But about the script, I’m going to need to switch to the room boundaries for the curves since walls usually span multiple rooms so the wall faces are not gonna work…
But I have no idea how to move the curves from the room boundaries in the correct direction to compensate for the thickness of the finish…

Autodesk University is here: https://www.autodesk.com/autodesk-university/conference/call-for-proposals
Community Conversations proposal is here: https://autodeskfeedback.az1.qualtrics.com/jfe/form/SV_6ofmUCJ943S4BBI

For the room boundaries method, I’d take the curves, build a polycurve, explode that polycurve, and then offset by -1/2 of the thickness.
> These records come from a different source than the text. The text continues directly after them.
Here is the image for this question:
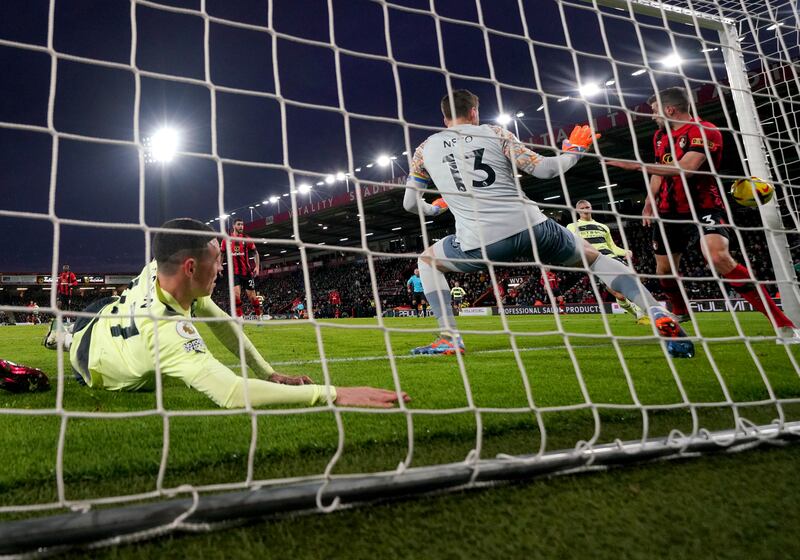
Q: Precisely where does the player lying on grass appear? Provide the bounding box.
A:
[567,200,650,325]
[46,218,409,408]
[403,90,694,357]
[607,87,800,344]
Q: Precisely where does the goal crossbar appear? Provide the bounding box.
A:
[581,0,735,31]
[0,422,800,554]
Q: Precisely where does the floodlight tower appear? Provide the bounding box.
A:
[142,126,180,225]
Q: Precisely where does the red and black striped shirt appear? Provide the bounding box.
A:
[58,272,78,296]
[653,119,725,216]
[220,232,256,276]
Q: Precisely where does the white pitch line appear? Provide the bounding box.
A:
[228,344,600,367]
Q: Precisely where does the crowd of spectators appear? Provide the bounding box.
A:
[0,212,788,322]
[220,212,788,317]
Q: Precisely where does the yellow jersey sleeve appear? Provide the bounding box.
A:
[152,321,336,408]
[603,224,626,257]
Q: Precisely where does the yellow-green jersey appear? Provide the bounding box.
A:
[65,261,336,408]
[450,286,467,299]
[567,219,626,257]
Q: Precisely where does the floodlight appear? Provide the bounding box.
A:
[150,128,180,163]
[578,82,603,97]
[661,53,683,68]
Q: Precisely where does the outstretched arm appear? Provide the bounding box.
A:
[403,142,447,216]
[492,126,592,179]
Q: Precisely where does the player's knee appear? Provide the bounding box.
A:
[709,251,736,274]
[417,247,434,266]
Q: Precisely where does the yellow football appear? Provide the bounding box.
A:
[731,177,775,208]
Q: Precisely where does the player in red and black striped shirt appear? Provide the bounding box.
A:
[57,264,78,311]
[608,87,800,334]
[220,218,261,319]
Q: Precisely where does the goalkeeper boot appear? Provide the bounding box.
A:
[650,306,694,358]
[411,336,464,356]
[775,327,800,344]
[0,360,50,393]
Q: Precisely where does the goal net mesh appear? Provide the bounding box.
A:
[0,0,800,552]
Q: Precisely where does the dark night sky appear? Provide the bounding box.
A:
[0,0,780,273]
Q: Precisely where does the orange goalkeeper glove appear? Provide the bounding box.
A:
[561,125,600,154]
[431,198,449,216]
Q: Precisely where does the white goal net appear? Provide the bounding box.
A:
[0,0,800,553]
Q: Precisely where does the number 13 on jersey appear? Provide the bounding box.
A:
[442,148,496,192]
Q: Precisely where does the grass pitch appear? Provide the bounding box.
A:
[0,313,800,557]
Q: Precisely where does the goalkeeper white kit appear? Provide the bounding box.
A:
[65,261,336,408]
[403,124,579,251]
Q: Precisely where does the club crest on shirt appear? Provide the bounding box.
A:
[183,338,206,354]
[175,321,200,340]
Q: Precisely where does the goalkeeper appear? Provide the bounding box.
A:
[56,218,408,408]
[403,90,694,357]
[567,200,650,325]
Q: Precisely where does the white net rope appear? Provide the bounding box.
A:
[0,0,800,521]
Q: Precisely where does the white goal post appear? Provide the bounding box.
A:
[581,0,800,323]
[0,0,800,555]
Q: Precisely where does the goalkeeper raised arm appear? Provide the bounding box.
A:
[64,218,408,408]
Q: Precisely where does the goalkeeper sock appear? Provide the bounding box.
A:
[418,259,456,331]
[589,255,660,309]
[659,278,689,315]
[724,264,794,327]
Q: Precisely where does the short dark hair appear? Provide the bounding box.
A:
[442,89,480,120]
[153,218,214,274]
[647,87,689,113]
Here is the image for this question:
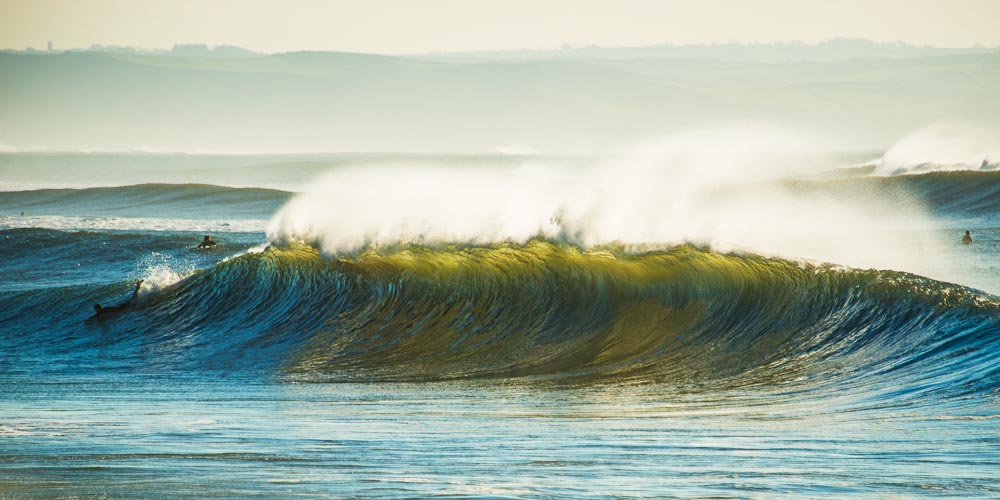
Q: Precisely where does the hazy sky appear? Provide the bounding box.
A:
[0,0,1000,53]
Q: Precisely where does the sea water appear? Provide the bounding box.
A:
[0,154,1000,498]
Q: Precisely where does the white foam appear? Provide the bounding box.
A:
[267,125,941,275]
[873,123,1000,176]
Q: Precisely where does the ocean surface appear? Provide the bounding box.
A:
[0,154,1000,499]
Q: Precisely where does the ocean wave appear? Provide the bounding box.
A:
[24,240,1000,397]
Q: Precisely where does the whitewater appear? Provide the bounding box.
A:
[0,130,1000,499]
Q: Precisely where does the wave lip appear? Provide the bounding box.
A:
[94,240,1000,398]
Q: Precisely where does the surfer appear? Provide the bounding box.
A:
[91,280,142,318]
[198,234,217,250]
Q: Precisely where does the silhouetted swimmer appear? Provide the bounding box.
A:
[91,280,142,318]
[198,234,218,250]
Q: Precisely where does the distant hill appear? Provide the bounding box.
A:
[0,42,1000,152]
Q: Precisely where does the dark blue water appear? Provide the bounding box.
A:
[0,164,1000,498]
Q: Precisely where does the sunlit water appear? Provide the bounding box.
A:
[0,155,1000,499]
[0,375,1000,498]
You’ll have faces partially overlapping which could cause some issues, but since they are all walls and aligned to each other Revit’s built in cleanup utilities may resolve it (we can hope so anyway). If not you’ll have to offset, then trim/extend as needed to get a closed loop.

I’ll take a look at it.

I was able to do the polycurve and explode it.
I’m able to get the offset value.
Joining in the corners I also already have covered, but trimming would be better, is this possible in dynamo?

But I have no idea how to offset the curves in the right direction - towards the interior/middle of the room…

Using the negative value should work once you make the polycurve. :slight_smile:

So offset the polycurve before exploding?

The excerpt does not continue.